= Seven Summits Women Team =

Nepali women's mountaineering group

The Seven Summits Women Team is a group of Nepali women who are the first documented all women's expedition to summit Mount Everest. They are also the first group of Nepali women to climb the highest points on all seven continents (Seven Summits), completing their goal in 2014.

The group began in 2007 as the First Inclusive Women Sagarmata Expedition (FIWSE), initiated by Da Gombu Sherpa and Pemba Dorji Sherpa. Prior to 2007, only seven Nepali women in total were documented as having successfully scaled the summit of Mount Everest. The FIWSE team includes Pujan Acharya, Shailee Basnet, Maya Gurung, Asha Kumari Singh, Pima Diki Sherpa, Nimadoma Sherpa and Chunu Shrestha. The project received funding through the World Food Programme, as well as other Nepali and international government organizations. One of the goals of the team was to encourage more participation by Nepali women in the sport and industry of mountaineering in the area.

The team of ten women, accompanied by Sherpa guides, set out to climb Mount Everest in May 2008. By May 25, 2008, all ten members of the team had reached the summit.

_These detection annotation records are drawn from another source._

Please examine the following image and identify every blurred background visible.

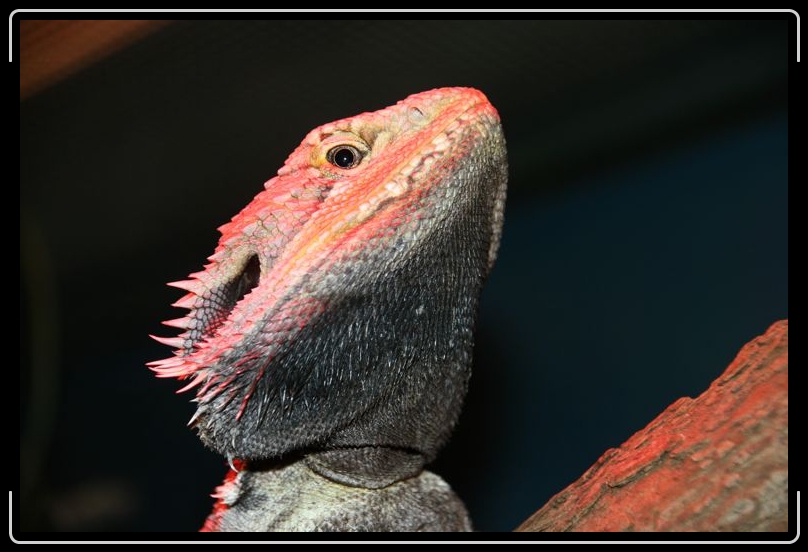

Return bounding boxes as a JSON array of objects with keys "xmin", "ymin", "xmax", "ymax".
[{"xmin": 17, "ymin": 18, "xmax": 795, "ymax": 531}]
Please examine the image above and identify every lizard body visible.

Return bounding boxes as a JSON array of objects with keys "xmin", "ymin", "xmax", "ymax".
[{"xmin": 150, "ymin": 88, "xmax": 507, "ymax": 530}]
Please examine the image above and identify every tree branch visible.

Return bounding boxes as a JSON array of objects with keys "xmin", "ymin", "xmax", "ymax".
[{"xmin": 517, "ymin": 320, "xmax": 788, "ymax": 531}]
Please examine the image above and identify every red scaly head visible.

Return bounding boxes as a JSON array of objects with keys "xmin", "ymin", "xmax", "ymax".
[{"xmin": 149, "ymin": 88, "xmax": 507, "ymax": 466}]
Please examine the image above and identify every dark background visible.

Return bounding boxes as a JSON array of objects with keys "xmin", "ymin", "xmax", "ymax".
[{"xmin": 20, "ymin": 18, "xmax": 796, "ymax": 531}]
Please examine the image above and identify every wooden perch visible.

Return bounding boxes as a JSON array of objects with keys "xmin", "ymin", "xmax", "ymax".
[{"xmin": 517, "ymin": 320, "xmax": 788, "ymax": 531}]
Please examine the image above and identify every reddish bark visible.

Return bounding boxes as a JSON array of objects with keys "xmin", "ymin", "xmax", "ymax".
[{"xmin": 517, "ymin": 320, "xmax": 788, "ymax": 531}]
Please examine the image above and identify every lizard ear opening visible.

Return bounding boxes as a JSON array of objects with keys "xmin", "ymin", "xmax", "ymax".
[{"xmin": 225, "ymin": 254, "xmax": 261, "ymax": 314}]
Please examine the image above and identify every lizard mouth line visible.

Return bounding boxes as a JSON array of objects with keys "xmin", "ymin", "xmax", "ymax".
[{"xmin": 194, "ymin": 253, "xmax": 261, "ymax": 345}]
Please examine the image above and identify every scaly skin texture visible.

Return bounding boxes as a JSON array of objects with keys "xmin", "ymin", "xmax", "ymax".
[{"xmin": 150, "ymin": 88, "xmax": 507, "ymax": 530}]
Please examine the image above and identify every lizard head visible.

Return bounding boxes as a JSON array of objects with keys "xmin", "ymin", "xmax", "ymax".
[{"xmin": 149, "ymin": 88, "xmax": 507, "ymax": 470}]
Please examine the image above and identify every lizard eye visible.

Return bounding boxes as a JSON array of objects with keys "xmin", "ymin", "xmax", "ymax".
[{"xmin": 325, "ymin": 144, "xmax": 362, "ymax": 169}]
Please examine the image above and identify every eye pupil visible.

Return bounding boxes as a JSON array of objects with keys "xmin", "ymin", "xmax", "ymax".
[{"xmin": 326, "ymin": 146, "xmax": 362, "ymax": 169}]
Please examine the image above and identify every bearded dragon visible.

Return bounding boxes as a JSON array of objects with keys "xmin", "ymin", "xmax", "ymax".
[{"xmin": 149, "ymin": 88, "xmax": 507, "ymax": 531}]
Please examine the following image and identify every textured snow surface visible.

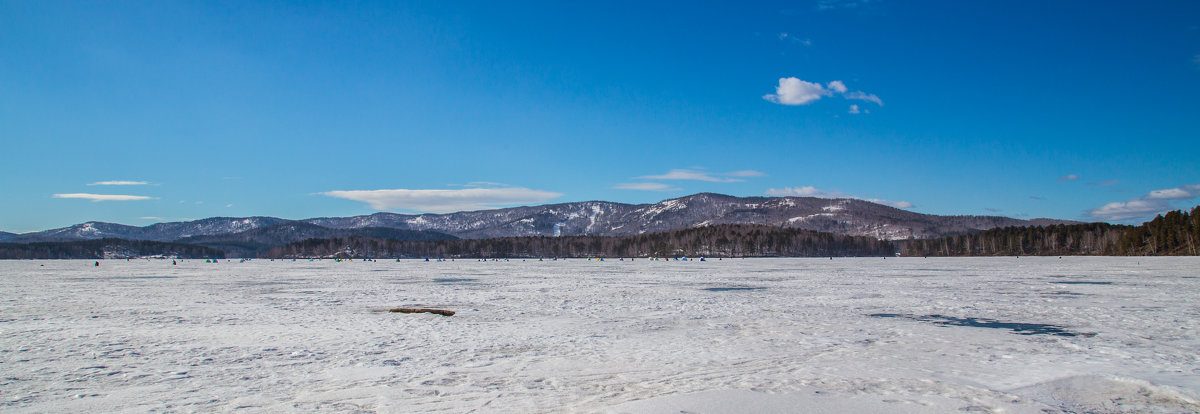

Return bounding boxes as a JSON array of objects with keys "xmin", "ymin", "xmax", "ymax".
[{"xmin": 0, "ymin": 257, "xmax": 1200, "ymax": 413}]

Following their achievements, team members became public advocates, motivational speakers, stand up comedians, and community organizers. The team raises funds and run development projects in their local communities, particularly following the earthquake in Nepal in April 2015. Other team members have become social activists, advocating for gender equality, changes in local school curriculum, and confronting the social stigma of widows in Nepalese culture.